The Hollow Heart by Marie Rutkoski
SID
WHEN WE REACH HERRAN’S BAY, a feeling as resonant as song fills my chest. I have not once felt homesick since I ran away, but now that I am back, homesickness floods me, belated. It is strange to feel longing for something just when I am about to get it, and when I had decided I didn’t want it. Longing thickens inside me, as though deriving its sudden strength from coming so late, so far after the fact.

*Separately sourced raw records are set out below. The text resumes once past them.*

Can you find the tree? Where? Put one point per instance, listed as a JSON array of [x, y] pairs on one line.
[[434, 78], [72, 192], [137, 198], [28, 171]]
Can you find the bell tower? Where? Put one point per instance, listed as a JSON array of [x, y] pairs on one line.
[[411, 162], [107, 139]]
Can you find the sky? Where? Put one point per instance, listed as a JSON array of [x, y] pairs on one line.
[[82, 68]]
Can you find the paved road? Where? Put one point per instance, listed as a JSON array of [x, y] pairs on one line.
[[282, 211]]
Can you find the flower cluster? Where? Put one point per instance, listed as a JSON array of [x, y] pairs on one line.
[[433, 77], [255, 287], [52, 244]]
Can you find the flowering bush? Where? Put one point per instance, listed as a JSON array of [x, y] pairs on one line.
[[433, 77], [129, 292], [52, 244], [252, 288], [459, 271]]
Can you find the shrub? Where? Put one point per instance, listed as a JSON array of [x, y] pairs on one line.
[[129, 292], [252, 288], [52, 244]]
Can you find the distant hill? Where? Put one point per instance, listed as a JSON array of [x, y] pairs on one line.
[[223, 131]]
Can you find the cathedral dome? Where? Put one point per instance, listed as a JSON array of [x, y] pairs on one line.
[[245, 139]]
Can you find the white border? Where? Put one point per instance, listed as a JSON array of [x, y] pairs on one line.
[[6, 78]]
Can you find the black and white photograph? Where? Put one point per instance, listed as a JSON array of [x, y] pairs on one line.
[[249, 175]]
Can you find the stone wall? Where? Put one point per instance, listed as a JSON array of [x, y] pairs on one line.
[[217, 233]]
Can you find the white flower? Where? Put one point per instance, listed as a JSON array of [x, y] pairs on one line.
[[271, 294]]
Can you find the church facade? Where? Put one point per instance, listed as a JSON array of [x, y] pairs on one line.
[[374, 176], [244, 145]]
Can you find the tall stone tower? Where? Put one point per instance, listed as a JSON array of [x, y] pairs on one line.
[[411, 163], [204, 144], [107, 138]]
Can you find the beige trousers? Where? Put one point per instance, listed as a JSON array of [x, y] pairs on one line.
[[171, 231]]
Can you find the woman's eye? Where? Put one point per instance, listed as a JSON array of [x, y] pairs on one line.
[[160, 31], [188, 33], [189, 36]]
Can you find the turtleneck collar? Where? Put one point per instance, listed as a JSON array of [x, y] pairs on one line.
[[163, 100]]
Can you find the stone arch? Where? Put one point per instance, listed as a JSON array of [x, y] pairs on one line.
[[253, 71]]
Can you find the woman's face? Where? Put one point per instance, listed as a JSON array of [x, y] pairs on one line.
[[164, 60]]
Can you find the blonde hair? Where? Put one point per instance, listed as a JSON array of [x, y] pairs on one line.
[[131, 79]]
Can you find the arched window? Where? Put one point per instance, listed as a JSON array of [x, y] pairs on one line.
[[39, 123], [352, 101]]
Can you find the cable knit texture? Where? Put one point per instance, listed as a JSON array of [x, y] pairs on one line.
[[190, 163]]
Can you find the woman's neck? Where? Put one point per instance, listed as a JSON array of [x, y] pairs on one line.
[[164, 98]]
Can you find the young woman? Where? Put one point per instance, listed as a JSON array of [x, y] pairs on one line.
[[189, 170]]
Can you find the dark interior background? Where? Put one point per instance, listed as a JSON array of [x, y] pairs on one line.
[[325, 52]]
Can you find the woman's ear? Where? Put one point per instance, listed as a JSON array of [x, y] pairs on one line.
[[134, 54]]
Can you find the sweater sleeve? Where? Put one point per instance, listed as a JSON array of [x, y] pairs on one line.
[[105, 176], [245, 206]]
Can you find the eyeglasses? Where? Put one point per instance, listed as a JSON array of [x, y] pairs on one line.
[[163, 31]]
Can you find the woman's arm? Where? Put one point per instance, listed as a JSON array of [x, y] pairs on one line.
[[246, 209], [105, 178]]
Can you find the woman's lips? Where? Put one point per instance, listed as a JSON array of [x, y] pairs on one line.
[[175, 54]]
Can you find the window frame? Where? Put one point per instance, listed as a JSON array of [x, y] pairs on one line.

Herran’s mountainous coast is lush with trees. Once the jewel in the Valorian Empire’s crown, the city grows out of the rocky cliffs that hug the bay. The newest homes, built after the war my parents won, are painted in soft pastels with bright blue shutters that must be shut when autumn comes and green storms riot up the coast. Nirrim’s island was summery, with odd bursts of icy wind that would last for a few days only, but my country has its seasons, and although the laran trees now hold their leaves like thick, green shawls, and all I smell is the sea’s brine, I know autumn is not far off. Soon, it will be Ninarrith, when my people light a hundred candles in honor of the last day the gods walked among us. I always thought the holiday a pleasant fantasy, an excuse for giving gifts, but after what I saw on Nirrim’s island, I wonder. I went searching for magic, and magic I found, but what was its source? Whatever her people could conjure was fleeting, thin, like rivulets from a nearly dry creek bed that cannot quench anyone’s thirst.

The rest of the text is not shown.